Background Central line-associated bloodstream infections (CLABSI) are the leading cause of healthcare-associated bloodstream infections, prolonging hospitalizations, and increasing morbidity, healthcare costs and mortality. The CLABSI rate has been estimated at 7.6 episodes per 1,000 central line days in Latin America. In developing countries, CLABSI are usually the result of a failure to follow evidence-based, standardized health practices.

Objectives The second phase of the ‘Goodbye Bacteremia' campaign aimed at reducing the CLABSI rate in Latin American Intensive Care Units (ICUs) by 50% or to less than 2 episodes per 1,000 central line days from self-reported baseline within 12 months of the implementation of the campaign.

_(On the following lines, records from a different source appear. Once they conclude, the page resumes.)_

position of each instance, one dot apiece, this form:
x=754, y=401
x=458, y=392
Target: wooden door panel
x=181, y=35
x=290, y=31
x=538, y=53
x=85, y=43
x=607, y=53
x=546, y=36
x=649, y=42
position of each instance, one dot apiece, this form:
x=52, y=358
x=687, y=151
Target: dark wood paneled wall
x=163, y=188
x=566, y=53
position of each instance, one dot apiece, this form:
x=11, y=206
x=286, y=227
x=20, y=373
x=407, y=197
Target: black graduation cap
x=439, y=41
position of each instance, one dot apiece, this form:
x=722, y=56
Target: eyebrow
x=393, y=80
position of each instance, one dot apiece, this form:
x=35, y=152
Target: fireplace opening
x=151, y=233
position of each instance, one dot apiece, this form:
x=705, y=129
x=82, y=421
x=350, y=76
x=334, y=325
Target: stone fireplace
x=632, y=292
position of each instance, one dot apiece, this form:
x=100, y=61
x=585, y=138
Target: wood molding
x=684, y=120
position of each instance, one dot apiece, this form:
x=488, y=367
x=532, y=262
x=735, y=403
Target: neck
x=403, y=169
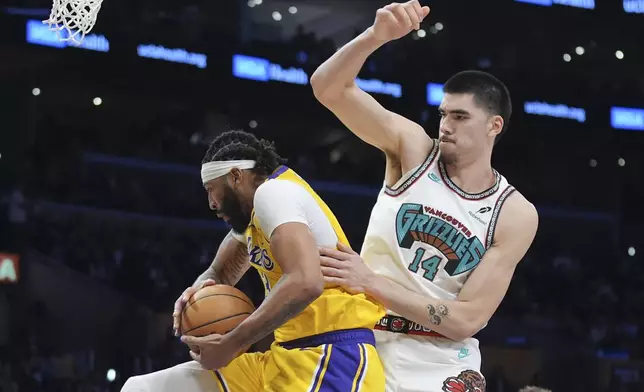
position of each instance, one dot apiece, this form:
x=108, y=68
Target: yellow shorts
x=338, y=361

Methods Design: Uncontrolled before-and-after CLABSI rates comparison.

Setting: 100 ICUs from six Latin American countries.

Intervention: We used a quality-improvement collaborative to promote the adoption of bundles of care for the insertion and maintenance of central lines, coupled with education through virtual bi-weekly learning sessions, and continuous feedback, from June 2014 to June 2015.

Main outcome measure: CLABSI rate.

Results The preliminary reduction on the CLABSI rate was 24.34% from a baseline mean of 2.67 to 2.02 at the end of the campaign. The median CLABSI rate was zero throughout the campaign. The mean percentage compliance increased by 49.49% from a baseline of 65.55% to 97.99% at the end of the campaign for the insertion bundle, and by 14.86% from 82.56% to 94.83% for the maintenance bundle.

Conclusions Evidence-based interventions and multi-country collaborative work contributed to a significant reduction in the incidence of CLABSI in Latin American ICUs.